BA, Virginia Military Institute
JD, Washington & Lee University School of Law

Best known for:

For the first 30 years of my practice I represented employers and insurers primarily; however, for the next half of my practice I intend to use the same skills to represent injured workers. I have handled cases throughout the Commonwealth from the initial hearing before the Deputy Commissioner up to the Supreme Court of Virginia.

Signature case:

One of the more intriguing cases in which I have been involved was Carrington v. Aquatic Co., 297 Va 520, 829 S.E.2d 530 (2019). I was up against one of the best claimant’s attorneys in Virginia, and we spent several years together with this case as it worked its way up through the full commission, the Court of Appeals, and ultimately the Supreme Court. At each step of the way I learned something new that reinforced my belief that no decision should be made lightly at any hearing; we should always try each case as if we are trying it for the Supreme Court because one day we’ll be correct.

Most satisfying:

The most satisfying thing about the practice of law is that it offers me the opportunity to meet people from all walks of life and to continue a lifetime of learning.
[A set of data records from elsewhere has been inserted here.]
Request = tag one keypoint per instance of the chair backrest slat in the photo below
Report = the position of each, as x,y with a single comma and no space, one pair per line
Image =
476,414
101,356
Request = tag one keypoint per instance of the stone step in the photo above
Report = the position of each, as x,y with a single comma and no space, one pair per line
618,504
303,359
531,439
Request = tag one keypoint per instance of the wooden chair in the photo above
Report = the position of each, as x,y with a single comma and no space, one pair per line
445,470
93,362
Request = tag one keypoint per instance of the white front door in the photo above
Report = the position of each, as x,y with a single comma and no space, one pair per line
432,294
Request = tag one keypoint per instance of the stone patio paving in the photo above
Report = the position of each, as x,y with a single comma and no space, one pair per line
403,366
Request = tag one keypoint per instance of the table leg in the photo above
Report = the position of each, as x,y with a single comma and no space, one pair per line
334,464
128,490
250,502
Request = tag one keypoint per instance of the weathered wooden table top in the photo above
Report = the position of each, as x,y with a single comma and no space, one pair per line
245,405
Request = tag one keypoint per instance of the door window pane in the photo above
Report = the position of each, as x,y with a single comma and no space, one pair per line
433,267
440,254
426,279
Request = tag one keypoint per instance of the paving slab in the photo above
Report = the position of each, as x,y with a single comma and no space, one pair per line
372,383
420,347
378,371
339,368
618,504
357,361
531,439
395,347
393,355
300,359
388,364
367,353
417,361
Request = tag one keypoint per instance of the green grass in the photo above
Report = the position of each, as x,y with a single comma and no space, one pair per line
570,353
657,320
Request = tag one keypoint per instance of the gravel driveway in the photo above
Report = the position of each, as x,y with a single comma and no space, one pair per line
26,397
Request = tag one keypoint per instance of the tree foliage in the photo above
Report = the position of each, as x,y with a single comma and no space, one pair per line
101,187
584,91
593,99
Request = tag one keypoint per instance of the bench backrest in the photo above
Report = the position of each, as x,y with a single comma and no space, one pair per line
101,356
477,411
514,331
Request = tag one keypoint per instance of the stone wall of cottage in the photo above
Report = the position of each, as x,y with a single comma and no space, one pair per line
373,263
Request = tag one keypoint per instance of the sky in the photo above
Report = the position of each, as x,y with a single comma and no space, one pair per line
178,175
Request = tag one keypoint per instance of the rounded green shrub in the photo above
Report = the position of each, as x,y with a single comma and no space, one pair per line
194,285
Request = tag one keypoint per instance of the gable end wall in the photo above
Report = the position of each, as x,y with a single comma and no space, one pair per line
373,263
I try to learn something from each case; sometimes it is a little nugget of information from an opposing party, or perhaps my client. But these little nuggets add up.

Working with clients:

People rarely seek the company of a lawyer when they are happy, so we have to be prepared to deal with them at a difficult time in their lives. And there are many occasions when we have to deliver bad news or tell them why they cannot prevail in their case. But above all else, clients deserve to know everything about their case – the good and the bad. My approach to advising a client is to give that person as much information as possible so that she may make a truly informed decision; often that means telling them what they do not want to hear.

Best career advice:

I have been fortunate to have many mentors over a 30-year career, and I have learned so much from those on both sides of the courtroom. But what stands out in my mind the most is to never pass up an opportunity to shut up. The Good Lord gave us two ears but only one mouth for a reason. And some of the best outcomes I have achieved in cases over the years was the result of listening instead of talking.

Looking ahead:

I envision ADR becoming even more prevalent as it truly does allow for the parties to create their own resolution to their cases. I believe that the General Assembly will expand the presumptions under the occupational disease section of the Workers’ Compensation Act. And I believe that Zoom-type platforms will stay for many proceedings.